For the first time in 36 years, Britain's political parties are in the unusual position of not knowing who will form the next government. As I write, David Cameron's Conservatives are in pole position to form either a minority administration or a formal coalition with the third-largest party, the Liberal Democrats, after Thursday's inconclusive election.
But one thing is certainly clear: The next British government is going to be leaner and less interventionist than the last, with broad implications for its global allies. Whoever moves into No. 10 Downing Street will be faced by a daunting in-tray, including a huge budget deficit that all parties agree must be drastically reduced over the next few years.
This will mean deep cuts in public spending, which -- almost all observers agree -- will inevitably affect Britain's global role, dependent as it is on a large diplomatic service and relatively large armed forces capable of expeditionary missions such as the current Afghan deployment, where British forces are the second-largest international contingent after the United States. A new government will probably just not be able to afford to maintain Britain's current foreign policy, already a diminished one.

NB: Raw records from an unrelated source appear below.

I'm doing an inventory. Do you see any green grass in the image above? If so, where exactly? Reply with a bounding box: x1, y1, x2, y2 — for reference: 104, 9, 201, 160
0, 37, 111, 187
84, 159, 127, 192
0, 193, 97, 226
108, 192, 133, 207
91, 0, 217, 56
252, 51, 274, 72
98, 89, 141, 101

Despite the serious global impact of a smaller-pocketed Britain, foreign policy was barely an issue during the campaign. Politicians warned the voters that tough choices would need to be made because of the financial crisis, but they hardly touched on what this might mean beyond the domestic.
The campaign, particularly Clegg's candidacy, may have been energized by the first-ever television debates between the three main party leaders in British history -- it only took British politicians 60 years after the United States invented the idea to agree to this innovation -- but the question of Britain's role in the world hardly arose in the discussions.